Chris Vickery of cyber resilience firm UpGuard discovered on May 30 an AWS data repository named “dj-skynet” that appeared to contain the details of 4.4 million Dow Jones customers. Dow Jones disabled access to the files only on June 6.
The files included names, customer IDs, physical addresses, subscription details, the last four digits of credit cards and, in some cases, phone numbers belonging to individuals who subscribed to Dow Jones publications such as The Wall Street Journal and Barron’s.
One of the exposed files stored 1.6 million entries for Dow Jones Risk and Compliance, a risk management and regulatory compliance service for financial institutions.
According to UpGuard, the data was accessible because Dow Jones employees had configured the repository’s permissions to allow access to anyone with an AWS account. There are over one million Amazon cloud users and anyone can register an account for free.
Dow Jones confirmed the data leak, but claimed only 2.2 million of its customers were affected, not 4.4 million as UpGuard claims. The security firm has admitted that there could be some duplicate entries.
It’s unclear if affected customers will be notified, but in a statement to The Wall Street Journal the company downplayed the incident, arguing that there is no evidence the data was taken by anyone else and the exposed information does not pose a significant risk to users.
UpGuard disagrees and points out that the data could be highly valuable to malicious actors for phishing and other social engineering schemes.
In recent weeks, the security firm reported finding exposed databases storing data belonging to the U.S. National Geospatial-Intelligence Agency (NGA), American voters, and Verizon customers.

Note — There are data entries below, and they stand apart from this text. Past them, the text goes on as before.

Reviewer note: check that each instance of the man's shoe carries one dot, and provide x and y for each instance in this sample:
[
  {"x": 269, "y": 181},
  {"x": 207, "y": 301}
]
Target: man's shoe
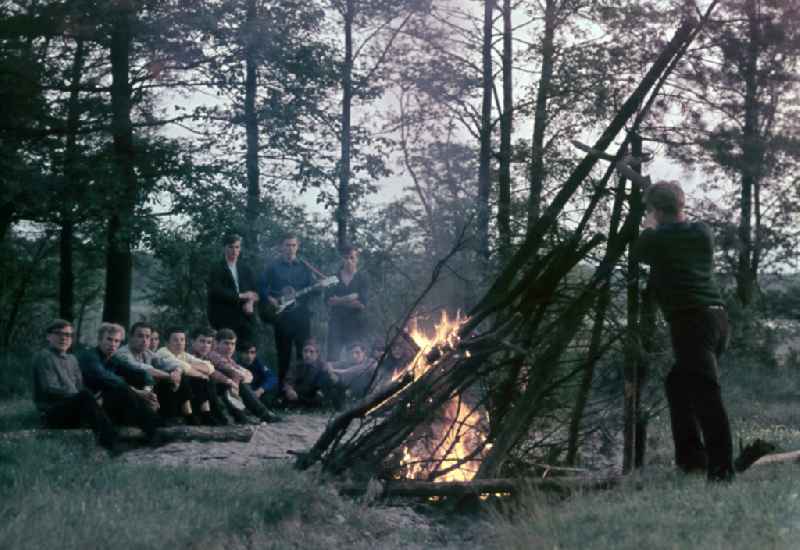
[
  {"x": 193, "y": 420},
  {"x": 270, "y": 417},
  {"x": 156, "y": 439},
  {"x": 207, "y": 418},
  {"x": 239, "y": 417}
]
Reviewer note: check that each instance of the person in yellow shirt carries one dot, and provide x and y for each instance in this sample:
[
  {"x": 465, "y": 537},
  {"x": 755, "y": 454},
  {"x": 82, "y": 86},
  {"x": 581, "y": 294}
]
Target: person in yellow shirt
[{"x": 198, "y": 374}]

Unprotected Amazon S3 buckets were involved in all incidents.
“Yet another demonstration of how services such as AWS are missing basic steps that ensure their data and services are configured in a secure fashion,” Bitglass CEO Rich Campagna told SecurityWeek.
“It’s seems like a no-brainer to implement data-centric security tools on any sensitive information that could get out to the public. This approach could ensure that cloud services deny unauthorized access, and organizations could take it one step further and encrypt sensitive data at rest,” Campagna added. “Companies like Dow Jones, Verizon and anyone else using the public cloud for their infrastructure can easily enforce policies that require internal teams and third-parties to adequately protect any customer data that touches the cloud.”